Medical record‐based data have limited ability to address explanatory factors, and sometimes, data were incomplete. To minimize this, we only collected parameters when patients were in stable heart failure condition and used the journal entry closest to index or follow‐up date.

New York Heart Association functional class information was not available from medical records, which could have excluded some additional patients in our study population if said information was available. On the other hand, PARADIGM‐HF included patients with New York Heart Association Functional Class II–IV, which most of our patients fulfilled.

The statistical analysis for comparing NT‐proBNP between the Umeå and PARADIGM‐HF population could not be performed owing to no access to original data from the Phase III trial.

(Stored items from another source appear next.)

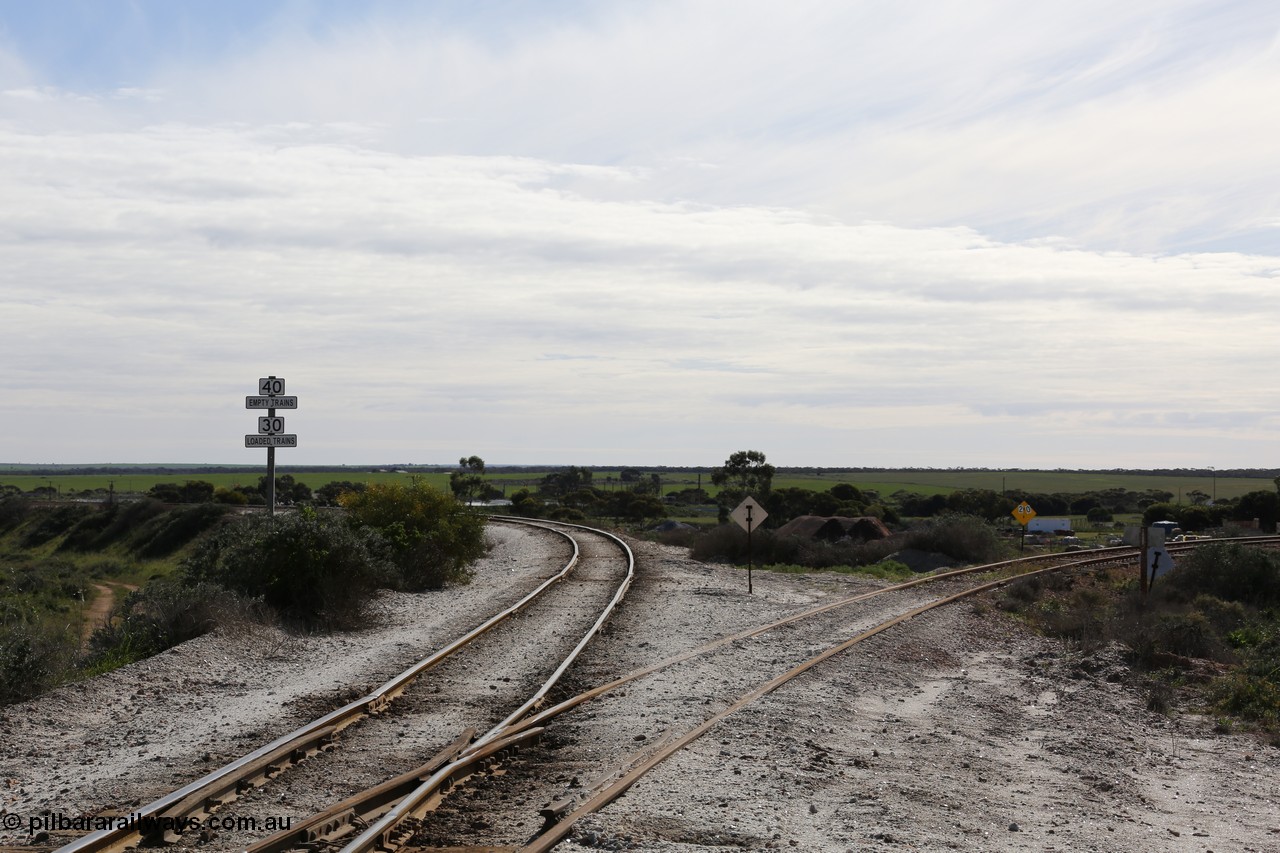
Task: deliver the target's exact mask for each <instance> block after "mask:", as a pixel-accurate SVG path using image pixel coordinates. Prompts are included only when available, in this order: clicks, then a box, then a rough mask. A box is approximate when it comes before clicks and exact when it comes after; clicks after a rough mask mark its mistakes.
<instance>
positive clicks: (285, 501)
mask: <svg viewBox="0 0 1280 853" xmlns="http://www.w3.org/2000/svg"><path fill="white" fill-rule="evenodd" d="M266 485H268V482H266V475H262V476H260V478H257V491H259V494H261V496H262V497H266ZM310 500H311V487H310V485H307V484H306V483H298V482H297V480H294V479H293V475H292V474H280V475H279V476H276V478H275V502H276V503H302V502H305V501H310Z"/></svg>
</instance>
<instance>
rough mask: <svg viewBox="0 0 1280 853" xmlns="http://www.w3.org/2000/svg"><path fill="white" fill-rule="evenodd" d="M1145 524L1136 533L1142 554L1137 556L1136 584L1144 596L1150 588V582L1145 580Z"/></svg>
mask: <svg viewBox="0 0 1280 853" xmlns="http://www.w3.org/2000/svg"><path fill="white" fill-rule="evenodd" d="M1147 537H1148V534H1147V525H1146V524H1144V525H1142V532H1140V533H1138V542H1139V546H1138V547H1139V548H1142V556H1139V557H1138V574H1139V576H1140V578H1139V581H1138V585H1139V588H1140V589H1142V594H1143V597H1146V594H1147V590H1148V589H1151V583H1148V581H1147Z"/></svg>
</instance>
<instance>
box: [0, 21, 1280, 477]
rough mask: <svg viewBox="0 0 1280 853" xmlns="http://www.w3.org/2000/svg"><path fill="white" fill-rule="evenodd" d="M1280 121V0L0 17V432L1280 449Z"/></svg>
mask: <svg viewBox="0 0 1280 853" xmlns="http://www.w3.org/2000/svg"><path fill="white" fill-rule="evenodd" d="M1277 146H1280V5H1277V4H1276V3H1274V0H1258V1H1240V3H1230V1H1225V3H1224V1H1221V0H1213V1H1210V3H1179V1H1178V0H1158V1H1147V0H1133V1H1130V3H1124V4H1116V3H1114V0H1107V1H1106V3H1101V1H1098V3H1094V1H1091V0H1070V1H1064V3H1052V1H1047V3H1036V4H1028V3H1025V1H1024V0H1009V1H996V0H970V1H965V3H959V1H956V3H941V1H940V3H928V1H922V3H910V4H902V3H888V1H886V3H879V1H874V3H872V1H849V0H838V1H832V3H818V1H813V3H810V1H805V0H790V1H788V3H773V1H769V3H751V1H744V0H726V1H698V0H694V1H686V3H662V1H650V3H622V1H617V3H609V1H600V3H585V1H584V3H547V1H536V3H534V1H530V3H483V1H456V3H453V1H439V3H430V4H428V3H402V1H390V0H388V1H383V3H344V1H343V3H340V1H337V0H334V1H314V3H307V1H303V0H297V1H285V3H271V1H265V0H243V1H229V0H207V1H206V0H200V1H196V0H192V1H186V3H174V1H172V0H136V1H132V3H127V1H123V0H45V1H42V3H31V1H29V0H0V318H3V334H0V359H3V364H4V369H3V371H0V424H3V425H0V461H20V462H145V461H154V462H239V464H261V462H262V461H264V460H265V452H264V451H261V450H246V448H244V446H243V444H244V438H243V437H244V434H246V433H253V432H256V412H252V411H248V410H246V409H244V402H243V397H244V396H247V394H252V393H255V392H256V384H257V379H259V377H266V375H269V374H270V375H278V377H284V378H285V379H287V383H288V387H287V393H289V394H296V396H297V397H298V403H300V405H298V409H297V411H289V412H279V414H283V415H285V419H287V429H288V432H291V433H296V434H297V435H298V448H297V450H282V451H280V452H279V453H278V461H279V464H291V462H292V464H307V465H315V464H328V462H334V464H360V462H416V464H434V462H443V464H452V462H456V461H457V459H458V457H460V456H465V455H466V456H470V455H472V453H477V455H480V456H483V457H484V459H485V460H486V461H489V462H509V464H521V462H524V464H579V465H604V464H626V465H717V464H721V462H722V461H723V460H724V459H726V457H727V456H728V455H730V453H731V452H733V451H736V450H748V448H754V450H760V451H764V452H765V453H767V455H768V457H769V461H771V462H774V464H777V465H820V466H855V465H869V466H908V465H910V466H940V467H947V466H992V467H1119V466H1124V467H1129V466H1133V467H1148V466H1187V467H1198V466H1210V465H1212V466H1217V467H1229V466H1249V467H1275V466H1280V393H1277V391H1276V386H1277V379H1276V378H1277V375H1280V292H1277V284H1280V154H1277V151H1280V147H1277Z"/></svg>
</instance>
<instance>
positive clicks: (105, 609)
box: [81, 581, 137, 647]
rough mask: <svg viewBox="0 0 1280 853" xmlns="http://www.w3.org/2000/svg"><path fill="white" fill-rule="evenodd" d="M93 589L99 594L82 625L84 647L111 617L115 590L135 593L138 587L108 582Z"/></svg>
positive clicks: (97, 595) (95, 585)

We used the International Statistical Classification of Diseases and Related Health Problems codes to identify patients with heart failure in hospital medical record system and have not validated the heart failure diagnosis on patients with ejection fraction > 50% or where echocardiography was missing. This means that the percentage of patients in the total heart failure population eligible for sacubitril–valsartan is slightly higher.

Conclusions

Only 24% of our real‐world HFrEF population was eligible for sacubitril–valsartan, and the real‐world HFrEF patients were significantly older than the PARADIGM‐HF population. The lack of data on a majority of the patients that we see in clinical practice is a real problem, and we are limited to extrapolation of results on a slightly different population. This is difficult to address, but perhaps registry‐based randomized clinical trials will help to solve this issue.

Conflict of interest

Krister Lindmark has received lecture grants from Novartis. Helena Norberg and Ellinor Bergdahl declare that they have no conflict of interest.

Funding

This work was supported by the Heart Foundation of Northern Sweden.